I need to continue to grow and prepare my students better as my years of experiences go on (that post is linked to my name here), but I was able to get many of my students to be motivated and learn this year. The improvements need to come within me and, though many people tell me otherwise, I don't blame anyone else but myself on these things.

Maybe Ruben should do the same if he puts his money where his mouth is.

Anonymous said...

If you look at my comments that I left our dear friend Ruben in the last week, I gave him some interesting information and asked some relevant questions.

Anonymous said...

In some way, I think I may be defending Ru-Ru here. For that, I beg your forgiveness and will beat my head against the wall as soon as I'm done writing. Ugh. Anyway, here we go:

I have been teaching third grade for years. Every year, we see many failures. Across the entire grade. I have an excuse though and I want to share it: the crippling poverty that pervades every aspect of my students' lives makes it nearly impossible for them to cope with life at all, let alone a useless test. Mom/"dad" in jail, kid touchers sleeping on the couch, Doritos for dinner, crack, daily beatings, etc...

Perhaps that is why Mr. B's kids fail? I know that's why mine do.

Or maybe he really is just a suck ass teacher. I know I work my patoot off to no avail. At times, I know that the stability I offer in my classroom has made all the difference in the world to my students. After a hard night of keeping mom's head out of the toilet after drinking too much, they can come to me, have a good cry and a hug, eat half my lunch, and then take a nap.
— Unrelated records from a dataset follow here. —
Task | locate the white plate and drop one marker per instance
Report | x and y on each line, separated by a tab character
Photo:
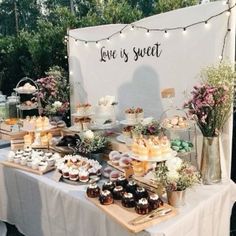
85	115
154	159
25	107
126	122
106	126
123	139
39	130
74	129
25	91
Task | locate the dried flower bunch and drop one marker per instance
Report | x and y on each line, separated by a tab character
212	100
91	142
176	175
152	128
54	92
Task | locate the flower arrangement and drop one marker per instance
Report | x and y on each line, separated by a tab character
54	92
176	175
151	127
91	142
212	100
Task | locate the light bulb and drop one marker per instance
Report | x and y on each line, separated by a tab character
228	13
166	34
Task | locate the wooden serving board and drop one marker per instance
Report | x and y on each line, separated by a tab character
139	179
124	215
26	168
61	149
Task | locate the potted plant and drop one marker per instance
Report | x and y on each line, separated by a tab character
176	176
92	144
54	93
211	105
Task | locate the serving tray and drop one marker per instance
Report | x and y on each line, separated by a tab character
26	168
125	216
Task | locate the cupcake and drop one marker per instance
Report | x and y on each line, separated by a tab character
127	131
130	115
93	191
128	200
35	165
154	201
10	156
29	163
109	185
125	162
139	114
42	166
28	149
140	192
142	206
74	174
131	187
65	172
121	181
118	192
84	176
23	161
114	175
105	197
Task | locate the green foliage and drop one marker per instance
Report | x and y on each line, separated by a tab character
32	32
168	5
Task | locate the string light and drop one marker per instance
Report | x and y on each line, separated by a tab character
166	34
165	30
228	13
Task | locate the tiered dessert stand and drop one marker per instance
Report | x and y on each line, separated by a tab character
22	107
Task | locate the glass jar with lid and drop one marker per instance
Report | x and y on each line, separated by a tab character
11	105
3	111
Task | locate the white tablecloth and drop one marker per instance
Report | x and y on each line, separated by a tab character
39	206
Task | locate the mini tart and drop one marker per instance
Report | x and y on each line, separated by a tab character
128	200
84	176
93	191
65	173
154	201
109	185
74	174
121	181
140	192
131	187
142	206
106	197
118	192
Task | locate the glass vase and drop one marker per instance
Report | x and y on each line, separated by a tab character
176	198
210	160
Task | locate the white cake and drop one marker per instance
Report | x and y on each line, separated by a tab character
105	111
36	123
104	115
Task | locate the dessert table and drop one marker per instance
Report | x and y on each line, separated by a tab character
39	206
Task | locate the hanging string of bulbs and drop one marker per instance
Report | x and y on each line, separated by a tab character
166	31
148	30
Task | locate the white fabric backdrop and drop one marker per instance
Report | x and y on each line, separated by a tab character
138	83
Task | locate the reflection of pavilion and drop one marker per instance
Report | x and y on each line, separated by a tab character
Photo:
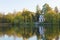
41	31
41	17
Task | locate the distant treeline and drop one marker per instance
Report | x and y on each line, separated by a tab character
26	16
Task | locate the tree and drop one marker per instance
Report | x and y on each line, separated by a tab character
38	11
46	8
56	10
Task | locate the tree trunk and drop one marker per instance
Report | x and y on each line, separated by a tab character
25	38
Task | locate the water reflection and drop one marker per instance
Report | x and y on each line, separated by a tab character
32	32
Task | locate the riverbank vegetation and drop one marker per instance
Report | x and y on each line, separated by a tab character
23	23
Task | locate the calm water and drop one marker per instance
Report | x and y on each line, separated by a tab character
42	31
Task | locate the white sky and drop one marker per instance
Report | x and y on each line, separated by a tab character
11	5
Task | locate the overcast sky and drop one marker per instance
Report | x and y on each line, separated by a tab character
10	5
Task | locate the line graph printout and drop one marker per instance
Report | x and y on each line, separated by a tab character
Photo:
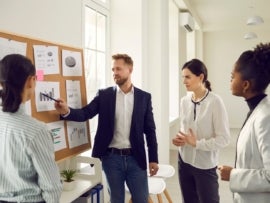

I spend a lot of time on the phone with ACS, btw.

Am I defending Ru-Ru? Am I really the suck ass teacher? Thanks for your awesome blog. You are as a refreshing as a lime infused Corona on a Friday evening.

B said...

Anonymous, I understand that and totally agree with you on all those points. The same can be said in my classroom.

However, the baselines of Ruben's organization aligns directly with the baselines of the corporate reformers, stating that teachers are expected to be miracle workers and can single-handedly overcome the effects of poverty, broken homes, and many other issues in order to get these children to pass the state tests. If not, those teachers should get the heave-ho.

If you preach a mandate, you should be judged based on the same mandate you preach.

I wish I could be more sympathetic to Ruben's cause, but if you're part of an organization that states that teachers should be judged based on a mechanism like standardized tests and your scores don't make the grade, you're digging your own grave.